Rich Hall, the new head of private equity at the Teachers’ Retirement System of Texas, is soft-spoken and admits to being “averse” to talking to the media. 

However, steer the conversation to any topic related to LP alignment of interests or the Institutional Limited Partners Association, and he becomes passionate. 

One of the most significant contributions of the industry trade organisation has been the reporting templates ILPA has created, according to Hall. “We’re strongly encouraging GPs to adopt the template,” he says. “We think this could be a huge efficiency driver in the market.” 

Coupled with electronic exchanges of information, the templates could be a big help to LPs with small teams responsible for handling big portfolios, he said. “This would allow us to get deeper into the portfolio and understand the businesses that are in there,” Hall said. “There’s room to grow and improve and the electronic exchange of data is one goal I’d put out there.”

Along with the templates, ILPA’s recommended list of ‘private equity principles’ to closer align LPs and GPs is an important part of Texas Teachers’ process when choosing managers, Hall said – although, he adds, “we don’t look at it as a checklist… we don’t just go down and say ‘yes or no’.”

Hall has some big shoes to fill at Texas Teachers: predecessor Steve LeBlanc, who led alternatives at the system for four years, became one of the most respected LPs in the industry. 

Hall says his job won’t change that much, since he was already spending time on the day-to-day operation of the portfolio. But what will change is the system’s pace of commitments:  it’s now just about at its 12 percent target allocation to the asset class, Hall said.

One major development for Texas Teachers’ last year was its formation of two separate accounts with Apollo Global Management and Kohlberg Kravis Roberts: this involved it allocating $3 billion apiece to Apollo and KKR for investments across asset classes. However, the system will not be forming any more separate accounts any time soon, Hall suggests – though it would like to create similar strategic accounts in the future. 

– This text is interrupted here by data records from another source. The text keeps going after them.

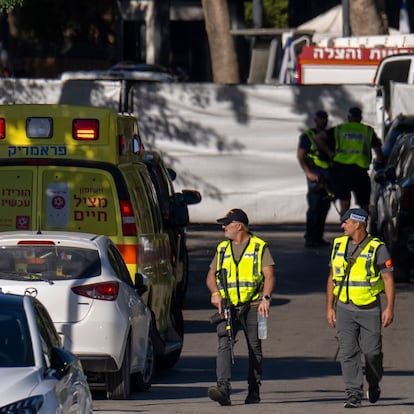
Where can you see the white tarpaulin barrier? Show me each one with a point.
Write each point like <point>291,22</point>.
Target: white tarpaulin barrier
<point>235,144</point>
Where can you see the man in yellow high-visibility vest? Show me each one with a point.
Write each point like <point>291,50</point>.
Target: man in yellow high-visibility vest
<point>353,143</point>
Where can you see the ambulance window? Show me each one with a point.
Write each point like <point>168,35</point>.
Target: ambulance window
<point>143,208</point>
<point>155,207</point>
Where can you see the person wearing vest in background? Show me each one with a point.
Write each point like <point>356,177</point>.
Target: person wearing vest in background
<point>360,270</point>
<point>248,266</point>
<point>353,144</point>
<point>315,164</point>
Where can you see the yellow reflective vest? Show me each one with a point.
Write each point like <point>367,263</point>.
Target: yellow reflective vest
<point>353,144</point>
<point>364,281</point>
<point>245,277</point>
<point>314,153</point>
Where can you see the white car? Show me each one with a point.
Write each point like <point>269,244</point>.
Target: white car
<point>85,285</point>
<point>36,374</point>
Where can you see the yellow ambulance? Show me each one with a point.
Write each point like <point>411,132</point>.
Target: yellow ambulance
<point>76,168</point>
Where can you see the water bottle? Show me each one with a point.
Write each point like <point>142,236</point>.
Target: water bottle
<point>261,326</point>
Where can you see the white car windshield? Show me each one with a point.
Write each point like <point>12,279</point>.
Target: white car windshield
<point>38,262</point>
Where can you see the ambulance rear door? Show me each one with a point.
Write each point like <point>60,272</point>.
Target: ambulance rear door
<point>17,204</point>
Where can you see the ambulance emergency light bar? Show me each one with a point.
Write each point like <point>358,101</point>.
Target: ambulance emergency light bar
<point>42,127</point>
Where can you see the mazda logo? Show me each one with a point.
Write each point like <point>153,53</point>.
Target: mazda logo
<point>31,292</point>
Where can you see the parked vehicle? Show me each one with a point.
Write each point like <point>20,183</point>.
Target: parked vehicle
<point>399,125</point>
<point>130,71</point>
<point>393,212</point>
<point>76,168</point>
<point>85,285</point>
<point>175,215</point>
<point>37,375</point>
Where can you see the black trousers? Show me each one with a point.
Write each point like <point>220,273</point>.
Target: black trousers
<point>247,321</point>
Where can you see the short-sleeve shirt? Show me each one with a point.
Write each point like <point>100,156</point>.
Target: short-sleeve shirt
<point>238,249</point>
<point>383,256</point>
<point>376,142</point>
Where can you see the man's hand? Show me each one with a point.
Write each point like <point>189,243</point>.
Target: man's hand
<point>387,317</point>
<point>217,301</point>
<point>331,317</point>
<point>264,308</point>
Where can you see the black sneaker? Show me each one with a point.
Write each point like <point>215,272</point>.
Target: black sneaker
<point>220,393</point>
<point>374,392</point>
<point>253,397</point>
<point>352,402</point>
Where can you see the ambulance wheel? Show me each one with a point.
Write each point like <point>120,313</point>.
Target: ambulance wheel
<point>118,383</point>
<point>167,361</point>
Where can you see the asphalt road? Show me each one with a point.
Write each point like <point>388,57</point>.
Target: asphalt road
<point>300,373</point>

Hall is a big advocate of private equity and can readily cite statistics that illustrate its benefits to the system: “We know that over the last 12 years our private equity portfolio has generated returns that are more than $3 billion higher than if we had invested that money in the public stock market.”

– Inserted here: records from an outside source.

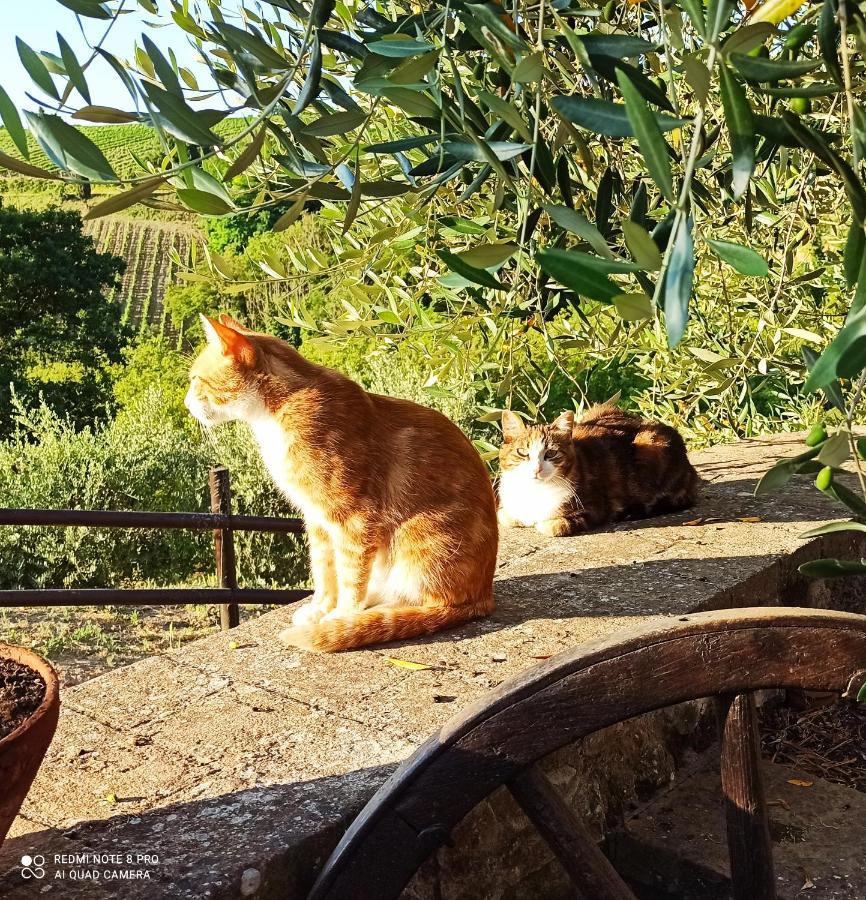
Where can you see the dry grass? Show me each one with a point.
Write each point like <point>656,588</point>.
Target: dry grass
<point>823,736</point>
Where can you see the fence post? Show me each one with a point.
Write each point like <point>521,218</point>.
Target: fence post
<point>224,543</point>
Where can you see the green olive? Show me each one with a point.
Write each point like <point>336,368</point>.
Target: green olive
<point>798,36</point>
<point>824,478</point>
<point>816,436</point>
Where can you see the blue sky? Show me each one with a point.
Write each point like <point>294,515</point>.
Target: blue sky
<point>38,21</point>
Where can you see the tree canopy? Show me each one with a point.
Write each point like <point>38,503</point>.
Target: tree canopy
<point>59,334</point>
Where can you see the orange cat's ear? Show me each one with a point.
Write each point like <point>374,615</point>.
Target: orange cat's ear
<point>565,422</point>
<point>512,425</point>
<point>231,343</point>
<point>228,321</point>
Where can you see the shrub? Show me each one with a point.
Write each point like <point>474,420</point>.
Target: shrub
<point>143,460</point>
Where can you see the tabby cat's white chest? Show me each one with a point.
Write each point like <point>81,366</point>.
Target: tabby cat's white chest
<point>529,500</point>
<point>273,445</point>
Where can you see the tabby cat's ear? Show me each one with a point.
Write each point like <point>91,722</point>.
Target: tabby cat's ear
<point>226,319</point>
<point>512,425</point>
<point>230,342</point>
<point>564,422</point>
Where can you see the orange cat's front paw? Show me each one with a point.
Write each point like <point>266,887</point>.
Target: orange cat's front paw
<point>556,527</point>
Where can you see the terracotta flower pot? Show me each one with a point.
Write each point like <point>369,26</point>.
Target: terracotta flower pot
<point>22,751</point>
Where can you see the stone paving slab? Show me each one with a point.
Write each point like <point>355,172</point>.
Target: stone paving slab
<point>239,767</point>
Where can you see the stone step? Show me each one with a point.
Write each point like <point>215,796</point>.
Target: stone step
<point>675,845</point>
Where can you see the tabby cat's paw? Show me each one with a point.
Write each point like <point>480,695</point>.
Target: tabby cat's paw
<point>557,527</point>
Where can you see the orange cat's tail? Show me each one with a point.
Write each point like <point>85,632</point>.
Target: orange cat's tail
<point>379,624</point>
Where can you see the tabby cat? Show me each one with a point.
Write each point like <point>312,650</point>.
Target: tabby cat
<point>400,513</point>
<point>565,478</point>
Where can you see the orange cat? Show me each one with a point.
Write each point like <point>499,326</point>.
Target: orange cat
<point>400,513</point>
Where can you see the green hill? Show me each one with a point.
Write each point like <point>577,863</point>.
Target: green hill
<point>120,144</point>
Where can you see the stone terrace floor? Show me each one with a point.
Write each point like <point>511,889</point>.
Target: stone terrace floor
<point>238,762</point>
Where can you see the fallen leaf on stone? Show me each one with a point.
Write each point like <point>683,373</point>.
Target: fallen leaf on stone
<point>406,664</point>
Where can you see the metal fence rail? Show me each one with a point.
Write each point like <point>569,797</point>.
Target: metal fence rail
<point>228,595</point>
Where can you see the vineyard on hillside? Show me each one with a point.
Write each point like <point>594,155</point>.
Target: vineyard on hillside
<point>152,252</point>
<point>122,145</point>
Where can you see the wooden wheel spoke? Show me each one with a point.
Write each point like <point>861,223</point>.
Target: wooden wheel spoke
<point>724,654</point>
<point>751,853</point>
<point>591,873</point>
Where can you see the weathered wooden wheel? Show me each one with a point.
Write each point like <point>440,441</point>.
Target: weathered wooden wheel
<point>497,740</point>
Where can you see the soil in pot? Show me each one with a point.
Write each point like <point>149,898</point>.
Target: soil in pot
<point>21,692</point>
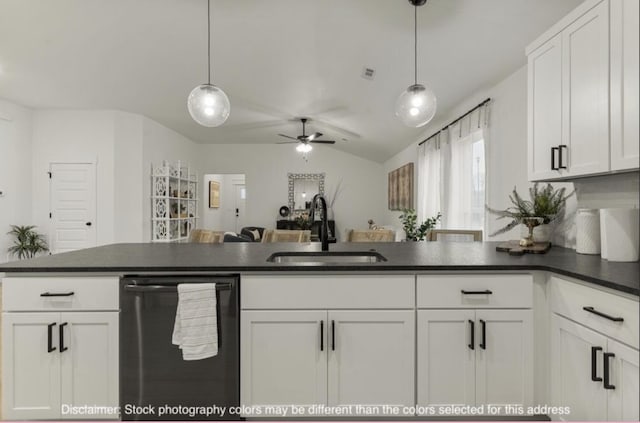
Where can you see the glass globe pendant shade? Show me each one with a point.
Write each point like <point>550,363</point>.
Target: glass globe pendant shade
<point>208,105</point>
<point>416,106</point>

The benefits of the asset class make the “politicisation” of private equity in this year’s US presidential campaign unfortunate, he says. “It is important for everyone, including politicians, to understand the facts about private equity investments. The fact is that the asset class is a valuable piece in TRS’ overall portfolio allocation,” he insists. “It delivers higher returns than most other asset classes and helps us meet our obligations to provide retirement income to 1.3 million teachers. If we didn’t achieve those returns from private equity, where would that $3 billion come from? Teachers? Taxpayers? The federal government?”

It’s a question to which the industry’s political opponents are unlikely to have a good answer.